Teen Sentenced To 18 Years For Killing Stranger Eighteen-Year-Old Blames Drugs; Couldn’t Recall If Gun Was Loaded

Jerome Grant has a drug problem.

He was strung out on methamphetamine, hadn’t slept for eight days and was unable to remember whether the shotgun he carried was loaded on Aug. 6, 1995.

But a Spokane County Superior Court judge said none of that explains why Grant, 18, shot and killed a stranger.

The high school dropout pleaded guilty to second-degree murder Thursday.

“When you take a shotgun, Mr. Grant, with shells that go with it, you are stepping into real trouble,” Judge Thomas Merryman said.

He sentenced Grant to 18 years in prison - the maximum recommended by sentencing guidelines.

The shooting occurred when a friend asked Grant to help him collect a debt from Dennis Rose, who lived off Garland Avenue on the North Side. The friend, Dale Tomlinson, asked Grant to come with him “as enforcement” if Rose refused to pay.

When they arrived, Rose, 33, saw Grant’s gun and grabbed Tomlinson, holding a knife to his neck.

Tomlinson broke free and bumped Grant’s leg, causing the gun to go off, according to Grant.

He called the shooting an accident that never would have happened if not for his drug addiction.

Defense attorney Scott Mason asked for a 10-year sentence. Until now, Grant has only been arrested for misdemeanors, Mason argued.

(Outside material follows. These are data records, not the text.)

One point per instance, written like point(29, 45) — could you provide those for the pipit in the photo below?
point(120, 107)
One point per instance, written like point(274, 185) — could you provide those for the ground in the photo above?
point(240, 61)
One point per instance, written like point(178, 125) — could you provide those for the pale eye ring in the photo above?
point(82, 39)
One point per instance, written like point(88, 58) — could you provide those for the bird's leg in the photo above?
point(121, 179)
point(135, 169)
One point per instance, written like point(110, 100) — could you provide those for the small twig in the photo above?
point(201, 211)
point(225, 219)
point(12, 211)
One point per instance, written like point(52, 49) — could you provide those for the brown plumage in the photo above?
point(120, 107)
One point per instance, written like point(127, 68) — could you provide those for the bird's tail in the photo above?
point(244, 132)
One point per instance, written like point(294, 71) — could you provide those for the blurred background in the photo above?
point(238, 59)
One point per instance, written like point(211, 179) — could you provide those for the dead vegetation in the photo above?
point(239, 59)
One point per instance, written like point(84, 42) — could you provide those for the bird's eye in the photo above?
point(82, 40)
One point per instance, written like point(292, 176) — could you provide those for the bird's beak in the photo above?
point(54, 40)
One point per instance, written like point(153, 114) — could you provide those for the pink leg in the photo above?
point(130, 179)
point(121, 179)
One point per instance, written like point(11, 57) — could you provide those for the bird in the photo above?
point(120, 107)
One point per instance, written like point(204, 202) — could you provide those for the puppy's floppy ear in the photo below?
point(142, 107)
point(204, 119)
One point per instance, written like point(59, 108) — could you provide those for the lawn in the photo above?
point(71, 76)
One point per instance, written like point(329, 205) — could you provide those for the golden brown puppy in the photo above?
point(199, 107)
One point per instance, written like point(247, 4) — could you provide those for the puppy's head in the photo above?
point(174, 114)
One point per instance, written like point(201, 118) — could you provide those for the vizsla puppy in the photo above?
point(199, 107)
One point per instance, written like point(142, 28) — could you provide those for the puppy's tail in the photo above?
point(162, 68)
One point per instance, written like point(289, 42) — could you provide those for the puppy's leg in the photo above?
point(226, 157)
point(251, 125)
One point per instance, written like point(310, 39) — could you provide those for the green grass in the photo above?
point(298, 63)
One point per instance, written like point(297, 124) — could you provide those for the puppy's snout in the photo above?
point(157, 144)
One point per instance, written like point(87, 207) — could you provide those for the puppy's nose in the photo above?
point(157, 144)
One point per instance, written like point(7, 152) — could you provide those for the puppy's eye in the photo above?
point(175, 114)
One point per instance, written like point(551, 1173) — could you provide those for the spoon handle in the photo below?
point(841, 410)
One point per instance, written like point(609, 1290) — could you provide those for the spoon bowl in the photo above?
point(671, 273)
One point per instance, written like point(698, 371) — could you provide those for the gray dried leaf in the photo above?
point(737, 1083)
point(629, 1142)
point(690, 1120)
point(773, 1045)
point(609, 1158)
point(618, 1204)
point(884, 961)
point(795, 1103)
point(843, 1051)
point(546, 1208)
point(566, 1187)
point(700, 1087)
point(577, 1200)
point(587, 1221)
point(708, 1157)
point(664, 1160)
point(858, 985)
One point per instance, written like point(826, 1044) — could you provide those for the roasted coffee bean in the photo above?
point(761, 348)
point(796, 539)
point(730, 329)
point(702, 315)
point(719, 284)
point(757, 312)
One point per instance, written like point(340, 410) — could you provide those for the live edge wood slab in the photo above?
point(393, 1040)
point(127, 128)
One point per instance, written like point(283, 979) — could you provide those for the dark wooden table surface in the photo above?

While a dozen relatives spoke on the teenager’s behalf, Grant sobbed before the judge. His family described him as a scared young man who needs help finding his way.

They begged Merryman to go easy on him.

“He is so loved,” said Rick Grant, an uncle. “He wants to get help and get an education and turn his life around. He is remorseful, and redeemable.”

Merryman didn’t see it that way.

“This was no accident, folks,” he said. “If anything, this event was predictable…A man is dead because you took a gun and fired it and now it’s irreversible.”